Yesterday in Maputo, Banco de Moçambique’s administrator, Waldemar de Sousa, described as “frightening” the level of Mozambique’s rising debt, putting an extreme stress on the banking sector and sending interest rates to a stratospheric level of 20-28% (1-year maturity!).
If growth is expected to pick up in 2017 and 2018 (to 5.5% and 6.8%, respectively) thanks to the extract sector, the recovery nevertheless depends on its external partners, both private and institutional, for investment and financing of its current account and fiscal deficits.
“Nonetheless large fiscal revenues from LNG megaprojects are still in the future”, warns economists from the African Development Bank in a joint report with UNDP and the OECD published last week. “Until then, the government needs to strengthen its public financial management framework for efficient use of its limited resources to transform the country’s economic development model.”
While representing only 4% of GDP, the extract sector expanded by 11% in 2016 and is expected to become the main growth driver in Mozambique in the long term, given that the Government and the State put in place the proper macroeconomic framework. Gas is not the only source of revenue, infrastructure, titanium and coal also expected to generate a substantial share of revenues for the country.
Coal production in the Moatize Basin expanded in 2016, also benefiting from the conclusion in March 2016 of the Tete-Nacala rail link. With its rail-seaport coal terminal infrastructure now capable of handling 22 million tonnes per year, production and exports are set to reach new records in 2017, according to the African Development Bank.

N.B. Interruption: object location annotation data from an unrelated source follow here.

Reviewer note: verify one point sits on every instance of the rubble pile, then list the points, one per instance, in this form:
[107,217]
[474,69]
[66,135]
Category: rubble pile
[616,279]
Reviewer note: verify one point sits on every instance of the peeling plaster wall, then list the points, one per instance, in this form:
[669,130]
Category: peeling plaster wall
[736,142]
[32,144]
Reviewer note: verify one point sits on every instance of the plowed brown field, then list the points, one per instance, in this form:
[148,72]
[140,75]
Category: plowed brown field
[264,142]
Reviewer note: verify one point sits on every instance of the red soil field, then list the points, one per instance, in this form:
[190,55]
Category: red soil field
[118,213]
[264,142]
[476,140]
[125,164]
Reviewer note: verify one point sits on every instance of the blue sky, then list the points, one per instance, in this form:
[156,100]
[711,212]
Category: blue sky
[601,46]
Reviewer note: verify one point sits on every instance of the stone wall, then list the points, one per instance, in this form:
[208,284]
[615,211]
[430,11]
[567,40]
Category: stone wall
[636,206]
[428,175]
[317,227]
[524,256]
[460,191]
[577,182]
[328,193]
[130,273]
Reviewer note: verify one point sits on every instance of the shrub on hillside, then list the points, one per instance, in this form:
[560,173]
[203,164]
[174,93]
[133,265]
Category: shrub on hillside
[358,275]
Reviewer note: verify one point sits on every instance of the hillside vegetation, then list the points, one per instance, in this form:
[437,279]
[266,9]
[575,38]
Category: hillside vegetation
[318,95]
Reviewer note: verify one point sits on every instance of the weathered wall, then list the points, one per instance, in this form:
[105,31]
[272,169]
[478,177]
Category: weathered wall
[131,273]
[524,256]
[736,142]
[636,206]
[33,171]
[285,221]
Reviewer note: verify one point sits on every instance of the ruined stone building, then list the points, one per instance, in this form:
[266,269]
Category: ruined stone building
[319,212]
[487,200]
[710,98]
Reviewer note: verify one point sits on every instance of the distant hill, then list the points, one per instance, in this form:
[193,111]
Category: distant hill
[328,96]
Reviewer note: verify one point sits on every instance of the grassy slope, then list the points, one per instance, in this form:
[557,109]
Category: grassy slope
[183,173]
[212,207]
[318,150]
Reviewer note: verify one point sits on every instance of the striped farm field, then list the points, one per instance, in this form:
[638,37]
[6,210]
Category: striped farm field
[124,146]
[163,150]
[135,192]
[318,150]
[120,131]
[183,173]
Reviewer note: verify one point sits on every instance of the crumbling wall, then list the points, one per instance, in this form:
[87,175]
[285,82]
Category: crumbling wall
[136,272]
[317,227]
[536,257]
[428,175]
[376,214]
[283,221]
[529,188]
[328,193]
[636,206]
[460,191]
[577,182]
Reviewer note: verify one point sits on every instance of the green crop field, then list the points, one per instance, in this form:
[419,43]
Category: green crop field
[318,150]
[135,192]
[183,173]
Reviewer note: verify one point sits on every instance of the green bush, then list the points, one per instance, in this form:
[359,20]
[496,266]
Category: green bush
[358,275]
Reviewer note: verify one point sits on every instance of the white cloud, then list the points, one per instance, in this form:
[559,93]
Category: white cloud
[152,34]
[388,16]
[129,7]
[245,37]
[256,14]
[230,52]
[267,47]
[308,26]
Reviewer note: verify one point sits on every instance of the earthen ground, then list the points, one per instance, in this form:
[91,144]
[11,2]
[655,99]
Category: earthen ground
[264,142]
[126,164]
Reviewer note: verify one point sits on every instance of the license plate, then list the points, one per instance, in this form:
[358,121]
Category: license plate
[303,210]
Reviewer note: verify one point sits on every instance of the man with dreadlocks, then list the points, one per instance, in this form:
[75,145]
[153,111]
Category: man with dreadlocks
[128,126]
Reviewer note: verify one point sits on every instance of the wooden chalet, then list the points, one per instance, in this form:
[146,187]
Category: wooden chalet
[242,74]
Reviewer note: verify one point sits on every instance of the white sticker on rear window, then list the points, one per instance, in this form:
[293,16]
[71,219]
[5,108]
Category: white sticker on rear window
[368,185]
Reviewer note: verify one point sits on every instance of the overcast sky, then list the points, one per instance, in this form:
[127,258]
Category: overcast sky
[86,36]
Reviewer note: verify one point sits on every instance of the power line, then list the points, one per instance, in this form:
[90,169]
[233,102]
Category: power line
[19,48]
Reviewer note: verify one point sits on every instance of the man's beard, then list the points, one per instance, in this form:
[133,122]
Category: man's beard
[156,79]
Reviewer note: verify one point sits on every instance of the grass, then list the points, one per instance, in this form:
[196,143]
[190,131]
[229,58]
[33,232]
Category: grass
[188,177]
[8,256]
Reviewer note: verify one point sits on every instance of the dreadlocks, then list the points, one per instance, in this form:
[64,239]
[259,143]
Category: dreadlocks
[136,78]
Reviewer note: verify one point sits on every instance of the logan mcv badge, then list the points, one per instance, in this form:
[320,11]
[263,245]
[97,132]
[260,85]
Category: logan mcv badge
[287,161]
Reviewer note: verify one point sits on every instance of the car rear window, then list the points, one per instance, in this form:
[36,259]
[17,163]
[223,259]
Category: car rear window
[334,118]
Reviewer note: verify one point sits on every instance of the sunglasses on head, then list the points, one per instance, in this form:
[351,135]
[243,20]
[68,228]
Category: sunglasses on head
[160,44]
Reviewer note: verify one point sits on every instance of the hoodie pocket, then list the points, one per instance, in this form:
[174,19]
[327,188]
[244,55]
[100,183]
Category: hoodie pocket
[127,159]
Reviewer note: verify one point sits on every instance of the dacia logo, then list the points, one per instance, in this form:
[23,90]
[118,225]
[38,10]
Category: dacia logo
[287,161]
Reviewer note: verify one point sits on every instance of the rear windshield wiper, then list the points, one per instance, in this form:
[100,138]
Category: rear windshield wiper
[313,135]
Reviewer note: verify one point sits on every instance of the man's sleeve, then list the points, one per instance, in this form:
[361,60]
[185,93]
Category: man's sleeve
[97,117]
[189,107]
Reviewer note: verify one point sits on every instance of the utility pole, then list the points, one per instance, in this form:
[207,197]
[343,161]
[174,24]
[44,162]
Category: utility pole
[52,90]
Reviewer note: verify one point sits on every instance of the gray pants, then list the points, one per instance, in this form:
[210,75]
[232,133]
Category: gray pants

The African institution also underlines Sasol, from South Africa, which will conclude a USD 1.4 billion expansion program me of the Temane and Pande onshore gas fields, including extension of the pipeline to the south of Mozambique, which will fuel a new 400-Megawatt gas-fired power plant in Maputo, and the remaining gas will be exported to South Africa, boosting exports and fiscal revenues.